O professor Salviano Feitoza aconselha que os estudantes que querem entender e estudar a obra da feminista procurem ler as obras dela, iniciando justamente pelo “Segundo Sexo”. “Não é um livro de leitura difícil. Algumas passagens do livro podem requerer algum conhecimento de filosofia, mas é algo que o professor pode auxiliar. Para o contato com a obra de qualquer outro pensador da filosofia, ideal é ler o que o próprio pensador escreveu, a partir da dificuldade que se apresente, aí deve-se procurar quem escreveu sobre, quem traz uma observação sobre as ideias deles”, aconselha Feitoza.
Sobre a obra de Simone ser cobrada em outras edições do Exame Nacional do Ensino Médio, Cristiane Pantoja mostra-se desconfiante, principalmente pelos posicionamentos do novo governo, que associa temas como feminismo e lutas sociais a ideologias corruptoras. “É aguardar as diretrizes e continuar a análise das políticas públicas. Sabemos que quem entende de política, entende de Enem, logo acredito que vários educadores não esperam temas revolucionários ou de empoderamento das minorias ou da mulher”, pondera.
Mesmo que ela fique de fora do Enem, a obra de Simone se mostra importante nos dias atuais. “Ela é uma filósofa que transcende os muros da vida acadêmica e se coloca a disposição das lutas sociais. E ela faz um alerta, que é possível mudar”, conclui o professor João Pedro.
Já Salviano Feitoza ressalta que a francesa para ele é um exemplo a ser seguido por todos que buscam coerência entre o que pensam e fazem. “Uma pensadora traz a partir do exemplo de vida dela, essa militância constante. Ela é uma pensadora fundamental para gente repensar a nossa própria posição no mundo em questões existenciais, como também os papéis sociais que a gente pode desempenhar para além do que a sociedade espera de nós”, finaliza o professor.
Simone de Beauvoir faleceu em decorrência de uma pneumonia, aos 78 anos, em 14 de abril de 1986. Seu corpo está enterrado em um cemitério na cidade de Paris, (cidade onde nasceu) justamente ao lado de seu amado Jean Paul Sartre.
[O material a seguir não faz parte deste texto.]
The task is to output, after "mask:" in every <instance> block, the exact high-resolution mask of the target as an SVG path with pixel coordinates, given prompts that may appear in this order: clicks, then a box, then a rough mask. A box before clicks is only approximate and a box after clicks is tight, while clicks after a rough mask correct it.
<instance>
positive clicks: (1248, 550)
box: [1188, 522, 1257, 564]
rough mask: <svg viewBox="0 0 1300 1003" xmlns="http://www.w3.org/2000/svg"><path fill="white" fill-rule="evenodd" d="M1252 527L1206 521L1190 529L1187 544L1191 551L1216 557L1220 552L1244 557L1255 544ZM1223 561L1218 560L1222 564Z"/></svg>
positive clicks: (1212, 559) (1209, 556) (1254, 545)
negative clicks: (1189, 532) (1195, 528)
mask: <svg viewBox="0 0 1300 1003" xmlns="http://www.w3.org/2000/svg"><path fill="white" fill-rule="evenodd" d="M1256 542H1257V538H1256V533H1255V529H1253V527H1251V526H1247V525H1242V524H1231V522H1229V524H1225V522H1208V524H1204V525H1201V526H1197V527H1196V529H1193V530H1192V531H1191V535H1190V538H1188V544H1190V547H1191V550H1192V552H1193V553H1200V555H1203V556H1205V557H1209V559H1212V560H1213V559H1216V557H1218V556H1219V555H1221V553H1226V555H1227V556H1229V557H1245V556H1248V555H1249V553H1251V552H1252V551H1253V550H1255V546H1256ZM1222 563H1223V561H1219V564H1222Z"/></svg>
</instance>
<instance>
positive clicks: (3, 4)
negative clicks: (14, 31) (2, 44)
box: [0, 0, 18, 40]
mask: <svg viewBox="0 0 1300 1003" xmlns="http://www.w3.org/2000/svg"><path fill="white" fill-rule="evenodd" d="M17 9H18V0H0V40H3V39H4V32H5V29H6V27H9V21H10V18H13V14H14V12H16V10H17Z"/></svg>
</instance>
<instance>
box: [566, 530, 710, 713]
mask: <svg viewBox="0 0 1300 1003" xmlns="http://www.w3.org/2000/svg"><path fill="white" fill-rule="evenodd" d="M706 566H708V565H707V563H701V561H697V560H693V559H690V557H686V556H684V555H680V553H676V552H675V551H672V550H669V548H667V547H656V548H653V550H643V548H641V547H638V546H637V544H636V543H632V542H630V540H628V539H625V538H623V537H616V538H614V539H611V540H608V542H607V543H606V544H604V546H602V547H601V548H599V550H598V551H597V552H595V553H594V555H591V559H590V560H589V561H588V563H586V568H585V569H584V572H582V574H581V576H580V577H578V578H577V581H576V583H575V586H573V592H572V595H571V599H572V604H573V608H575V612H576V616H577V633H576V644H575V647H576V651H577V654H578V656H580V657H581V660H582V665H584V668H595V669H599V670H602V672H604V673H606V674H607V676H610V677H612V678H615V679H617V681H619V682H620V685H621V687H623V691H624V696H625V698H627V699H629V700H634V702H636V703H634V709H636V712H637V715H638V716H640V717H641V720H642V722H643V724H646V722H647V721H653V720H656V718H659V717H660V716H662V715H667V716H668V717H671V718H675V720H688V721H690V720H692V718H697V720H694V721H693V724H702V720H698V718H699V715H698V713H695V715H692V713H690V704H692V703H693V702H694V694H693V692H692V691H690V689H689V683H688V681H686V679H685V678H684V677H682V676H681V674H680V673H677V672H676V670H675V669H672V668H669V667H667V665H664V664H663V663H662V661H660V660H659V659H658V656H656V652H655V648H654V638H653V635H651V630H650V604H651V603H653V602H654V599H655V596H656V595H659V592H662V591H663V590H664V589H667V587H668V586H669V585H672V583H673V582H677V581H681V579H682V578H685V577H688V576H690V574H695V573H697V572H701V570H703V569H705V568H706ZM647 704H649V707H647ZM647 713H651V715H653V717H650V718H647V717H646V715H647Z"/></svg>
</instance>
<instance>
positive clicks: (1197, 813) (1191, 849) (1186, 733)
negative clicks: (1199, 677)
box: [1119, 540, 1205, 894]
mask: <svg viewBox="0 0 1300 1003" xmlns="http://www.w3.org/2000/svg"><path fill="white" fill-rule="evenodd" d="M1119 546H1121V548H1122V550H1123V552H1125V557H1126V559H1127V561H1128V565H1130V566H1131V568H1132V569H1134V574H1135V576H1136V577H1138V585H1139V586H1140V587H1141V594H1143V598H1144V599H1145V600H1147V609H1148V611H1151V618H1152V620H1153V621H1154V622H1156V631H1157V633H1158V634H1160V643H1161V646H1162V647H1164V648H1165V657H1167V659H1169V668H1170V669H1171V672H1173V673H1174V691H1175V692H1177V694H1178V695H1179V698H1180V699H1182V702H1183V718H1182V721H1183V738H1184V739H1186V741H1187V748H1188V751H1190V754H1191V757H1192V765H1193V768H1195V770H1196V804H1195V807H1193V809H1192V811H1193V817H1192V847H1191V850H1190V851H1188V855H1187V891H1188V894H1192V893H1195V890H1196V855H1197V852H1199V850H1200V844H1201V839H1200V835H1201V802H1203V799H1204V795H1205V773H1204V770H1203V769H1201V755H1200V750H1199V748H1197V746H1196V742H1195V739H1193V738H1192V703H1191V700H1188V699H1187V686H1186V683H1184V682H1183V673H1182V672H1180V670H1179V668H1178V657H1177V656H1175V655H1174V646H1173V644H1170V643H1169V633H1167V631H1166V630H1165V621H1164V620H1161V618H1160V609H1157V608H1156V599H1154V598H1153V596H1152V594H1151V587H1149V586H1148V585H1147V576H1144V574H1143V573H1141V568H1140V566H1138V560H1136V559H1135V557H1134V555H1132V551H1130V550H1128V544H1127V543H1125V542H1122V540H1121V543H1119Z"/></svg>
Sua luta se faz presente até os dias de hoje, sobretudo em um país no qual a taxa de feminicídio cresce a cada.
Sobre isso a professora Pantoja conclui que “quando se tem uma fêmea-feminista que se define e redefine como quiser, abraçando a autonomia de si, entendendo o machismo estruturado e despontando sobre ele, para luta no XXI, mais que Beauvoir, Simones, Marias, Cristianes, Marielles e Josicleides são mais que necessárias. Umas produzindo livros, outras lutando por uma legislação real, outras como propositoras de discussões e aprendizados e lutas”.